1.8.19

SOMEBODY TELL HER TO CHECK HER PRIVILEGE.

Inside Higher Ed guest columnist Rachel Harris gives people who don't like higher education very much reinforcement of their prior beliefs.
As colleges and universities work to increase diversity in hiring and course offerings, they don’t always realize that the small, welcoming communities they believe make up local town life are unsuited to or lack amenities for the faculty members whom they are hiring. Whether Jewish, Muslim, Hindu, Baha’i, black, brown, LGBTQ or otherwise, faculty members may not find a place of worship or a community of significant size in a small college town two hours from a larger city. They may face racism and prejudice. Even with the internet, being single with dating options many hours away can prove debilitating and depressing.

Further, faculty members with highly educated and qualified spouses are unlikely to find work in their chosen profession if they aren’t part of the university or medical institutions that dominate the professional landscape. Institutions in remote locations often try to hire spouses and partners, but the people who aren’t academics or who depend upon a large urban space for their professional life could find the town to be a job desert. And the spouse or partner who has a job that includes a significant amount of travel may have another set of challenges when the nearest major airport is hours away.
A bull session of prodigious length and the heat only academics can generate cavilling over trivialities is in progress. It starts with this gem.
If you voluntarily choose to live hours from campus, you should not get special scheduling favors and additional money that are not available to faculty members who choose to live nearby.
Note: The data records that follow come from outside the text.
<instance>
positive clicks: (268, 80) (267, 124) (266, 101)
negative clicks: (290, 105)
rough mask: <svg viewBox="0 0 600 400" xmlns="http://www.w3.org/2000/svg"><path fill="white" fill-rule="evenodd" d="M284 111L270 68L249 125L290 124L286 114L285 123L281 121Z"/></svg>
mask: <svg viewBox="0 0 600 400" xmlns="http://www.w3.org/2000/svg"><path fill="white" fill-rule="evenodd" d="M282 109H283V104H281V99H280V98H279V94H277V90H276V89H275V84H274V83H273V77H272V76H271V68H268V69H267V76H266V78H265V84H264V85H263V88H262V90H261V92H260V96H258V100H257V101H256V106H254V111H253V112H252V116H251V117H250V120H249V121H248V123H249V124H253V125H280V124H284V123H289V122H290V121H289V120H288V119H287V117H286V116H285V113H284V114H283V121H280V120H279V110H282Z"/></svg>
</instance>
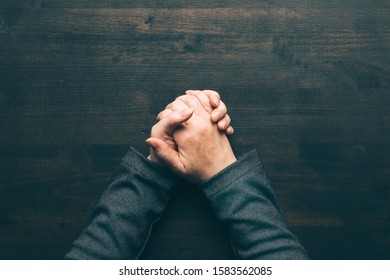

And if you want to talk about stereotyping, it's pretty offensive to imply that white, christian [c.q.] males are not interested in being at home for their families.

When someone chooses to commute to campus from far away, it typically imposes additional burdens on that individual's colleagues.We have a colleague who is a commuter. Every semester, the person insists that they only have to be on campus Tues afternoon-Wed-Thurs morning. The result is that the entire departmental schedule has to be built around this person's course requirements. And the person refuses most service assignments since they are rarely on campus, which means that other department members see their service burdens increase.
I posted a similar gripe about faculty splitting the commuting distance between DeKalb and Chicago years ago.  "The 15 minute bicycle riders maintain home offices for a reason; longer commutes -- or daycare schedules -- ought not be trump cards for scheduling meetings."

For that matter, why should academicians be any different from any other sort of employee?  Yes, having a tenure-line appointment at a highly-regarded university with abundant access to like-minded singles or upscale amenities is a good thing.  In like manner, screening for Union Pacific's Steam Team and pulling the throttle on a Big Boy before cheering crowds is a good thing.  But without the alfalfa harvest in the sandhills, there's no Union Pacific with the discretionary income to run Big Boy.

Somebody has to move the harvest off the high plains, such as at Lexington, Nebraska.


Sixty cars, one car-loading chute, load some alfalfa, moosh ahead twenty feet, stop, load some alfalfa, stop, moosh ahead twenty feet, load some alfalfa, moosh ahead twenty feet, stop, that's one car loaded.  Union Pacific provide very long side tracks at these elevators in order to load a full train; the days of a smallish steam locomotive peddling two cars to each of four elevators in the morning, moving on to the next town, peddling more cars, and so it goes.

These days, those three main tracks might have six or ten or a dozen intermodal trains, coal or hopper trains, or full trains of loose cars bound for Elkhart or Kansas City rolling by while that land barge continues to load.  (My luck to be at Lexington just when there were no trains around.)

Once the alfalfa season is over, perhaps the crews get laid off with the opportunity to bid on jobs elsewhere on the system.  After alfalfa season comes deer season, perhaps there are opportunities to move timber out of Hinkle, Oregon.  Bad luck, that yard was just closed and all the yard crews (a yard job has predictable hours, and you're home after each shift) are signing up for the available road jobs.  Maybe Houston has openings, along the Chemical Coast.

I wonder how successful this appeal would work, if directed at the railroad.  "We shouldn’t expect weekends to belong to the job for locals or commuters."  On the railroad, having enough seniority to be able to mark off at Christmas or Thanksgiving might be a bigger reward than screening for the Steam Team.

How many times do I have to advise supposedly intelligent (well, credentialed, anyway) people not to be so stupid about being smart?